# Firefox : IDN buffer overflow security issue



## mimo2005 (Oct 2, 2004)

On September 6 a security vulnerability affecting all versions of Mozilla Firefox and the Mozilla Suite was reported to Mozilla by Tom Ferris and on September 8th was publicly disclosed.

On September 9, the Mozilla team released a configuration change which, as *a temporary measure * to work around this problem, disables IDN in the browser. IDN functionality will be restored in a future product update. The fix is either a manual configuration change or a small download which will make this configuration change for the user.

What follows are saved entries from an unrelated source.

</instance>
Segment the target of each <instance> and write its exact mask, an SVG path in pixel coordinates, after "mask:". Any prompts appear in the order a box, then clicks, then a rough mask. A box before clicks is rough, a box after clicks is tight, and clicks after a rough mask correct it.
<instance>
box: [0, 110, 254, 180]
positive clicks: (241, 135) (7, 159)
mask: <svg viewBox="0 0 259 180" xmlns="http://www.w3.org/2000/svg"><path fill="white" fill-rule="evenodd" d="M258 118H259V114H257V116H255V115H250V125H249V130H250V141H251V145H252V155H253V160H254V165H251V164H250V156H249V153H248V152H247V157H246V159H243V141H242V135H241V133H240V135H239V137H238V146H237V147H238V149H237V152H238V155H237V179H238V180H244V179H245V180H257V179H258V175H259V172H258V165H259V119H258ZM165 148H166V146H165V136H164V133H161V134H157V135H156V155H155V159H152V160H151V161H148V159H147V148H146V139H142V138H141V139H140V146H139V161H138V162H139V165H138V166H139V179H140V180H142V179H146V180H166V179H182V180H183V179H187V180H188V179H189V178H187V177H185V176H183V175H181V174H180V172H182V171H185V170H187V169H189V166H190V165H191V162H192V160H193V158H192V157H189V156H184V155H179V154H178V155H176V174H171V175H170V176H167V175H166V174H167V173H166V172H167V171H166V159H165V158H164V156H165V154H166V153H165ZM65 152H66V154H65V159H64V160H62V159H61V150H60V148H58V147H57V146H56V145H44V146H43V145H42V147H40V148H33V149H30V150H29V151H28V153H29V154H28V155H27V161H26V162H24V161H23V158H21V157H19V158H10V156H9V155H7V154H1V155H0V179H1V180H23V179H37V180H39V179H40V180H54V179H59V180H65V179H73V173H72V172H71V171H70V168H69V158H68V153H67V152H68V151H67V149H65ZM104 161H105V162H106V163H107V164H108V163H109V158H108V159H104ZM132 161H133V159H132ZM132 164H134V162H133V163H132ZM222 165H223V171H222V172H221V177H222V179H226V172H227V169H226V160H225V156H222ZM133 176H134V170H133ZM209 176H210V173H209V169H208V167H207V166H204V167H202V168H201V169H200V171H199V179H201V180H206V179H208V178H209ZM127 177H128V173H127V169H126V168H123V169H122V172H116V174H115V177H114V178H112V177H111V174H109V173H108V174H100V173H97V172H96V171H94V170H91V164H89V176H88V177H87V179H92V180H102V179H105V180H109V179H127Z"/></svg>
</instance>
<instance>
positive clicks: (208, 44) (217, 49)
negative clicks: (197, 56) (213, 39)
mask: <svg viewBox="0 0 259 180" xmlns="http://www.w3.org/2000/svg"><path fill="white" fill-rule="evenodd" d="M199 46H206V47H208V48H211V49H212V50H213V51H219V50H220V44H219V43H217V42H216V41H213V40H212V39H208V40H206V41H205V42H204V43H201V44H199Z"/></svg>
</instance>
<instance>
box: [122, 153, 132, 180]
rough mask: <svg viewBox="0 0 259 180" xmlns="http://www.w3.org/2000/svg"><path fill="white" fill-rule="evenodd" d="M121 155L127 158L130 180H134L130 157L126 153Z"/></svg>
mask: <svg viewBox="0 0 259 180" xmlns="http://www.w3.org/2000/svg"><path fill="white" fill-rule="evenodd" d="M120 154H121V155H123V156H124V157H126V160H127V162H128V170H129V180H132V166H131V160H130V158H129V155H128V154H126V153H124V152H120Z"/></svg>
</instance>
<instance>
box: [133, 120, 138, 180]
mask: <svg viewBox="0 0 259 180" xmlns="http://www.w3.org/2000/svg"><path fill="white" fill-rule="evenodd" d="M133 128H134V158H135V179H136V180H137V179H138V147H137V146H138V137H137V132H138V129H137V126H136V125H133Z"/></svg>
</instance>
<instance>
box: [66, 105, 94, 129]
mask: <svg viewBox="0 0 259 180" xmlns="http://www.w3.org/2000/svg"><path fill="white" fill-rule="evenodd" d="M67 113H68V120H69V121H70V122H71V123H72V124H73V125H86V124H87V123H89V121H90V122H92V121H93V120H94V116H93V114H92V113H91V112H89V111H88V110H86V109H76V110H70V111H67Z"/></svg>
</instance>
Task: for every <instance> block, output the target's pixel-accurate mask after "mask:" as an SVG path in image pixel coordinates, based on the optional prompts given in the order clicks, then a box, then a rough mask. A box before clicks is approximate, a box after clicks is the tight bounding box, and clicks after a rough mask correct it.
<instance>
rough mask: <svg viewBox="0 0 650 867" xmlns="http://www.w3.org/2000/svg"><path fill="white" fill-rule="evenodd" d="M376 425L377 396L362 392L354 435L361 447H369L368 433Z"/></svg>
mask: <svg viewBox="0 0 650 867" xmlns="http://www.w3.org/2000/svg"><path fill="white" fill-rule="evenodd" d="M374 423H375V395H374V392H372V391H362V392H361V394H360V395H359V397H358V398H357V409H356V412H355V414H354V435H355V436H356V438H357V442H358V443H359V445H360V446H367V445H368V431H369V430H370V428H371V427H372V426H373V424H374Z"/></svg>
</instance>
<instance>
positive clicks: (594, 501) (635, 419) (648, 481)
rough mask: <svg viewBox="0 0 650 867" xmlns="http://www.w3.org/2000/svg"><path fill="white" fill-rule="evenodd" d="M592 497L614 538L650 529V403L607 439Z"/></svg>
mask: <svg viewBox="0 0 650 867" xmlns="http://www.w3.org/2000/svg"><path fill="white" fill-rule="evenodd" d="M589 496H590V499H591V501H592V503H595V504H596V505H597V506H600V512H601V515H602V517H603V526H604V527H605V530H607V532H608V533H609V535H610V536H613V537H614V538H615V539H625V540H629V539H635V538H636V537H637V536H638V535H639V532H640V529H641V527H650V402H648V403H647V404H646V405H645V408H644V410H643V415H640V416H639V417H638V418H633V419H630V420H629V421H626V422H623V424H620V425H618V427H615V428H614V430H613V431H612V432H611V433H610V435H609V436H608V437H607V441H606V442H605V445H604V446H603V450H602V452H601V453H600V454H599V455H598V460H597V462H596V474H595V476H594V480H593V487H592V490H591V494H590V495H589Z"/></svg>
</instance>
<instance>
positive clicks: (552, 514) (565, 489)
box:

https://addons.mozilla.org/messages/307259.html


----------



## norin (Dec 28, 2004)

thanks for posting this mimo, i had no idea, and i think many of us here use Firefox, so this is well appreciated

also does this affect Linux boxes as well?


----------



## mimo2005 (Oct 2, 2004)

norin said:


> thanks for posting this mimo, i had no idea, and i think many of us here use Firefox, so this is well appreciated
> 
> also does this affect Linux boxes as well?


*Versions Affected:*
Firefox Win32 1.0.6 and prior
Firefox Linux 1.0.6 and prior
Firefox 1.5 Beta 1 (Deer Park Alpha 2)



http://www.security-protocols.com/advisory/sp-x17-advisory.txt


----------



## norin (Dec 28, 2004)

ahhh thanks for that one.


----------



## koala (Mar 27, 2005)

Firefox 1.0.7 fixes this. Released today http://www.mozilla.org/products/firefox/releases/1.0.7.html


----------



## Spatcher (Apr 28, 2005)

Ah well, I've gone to the dark side, Opera version 8.5


----------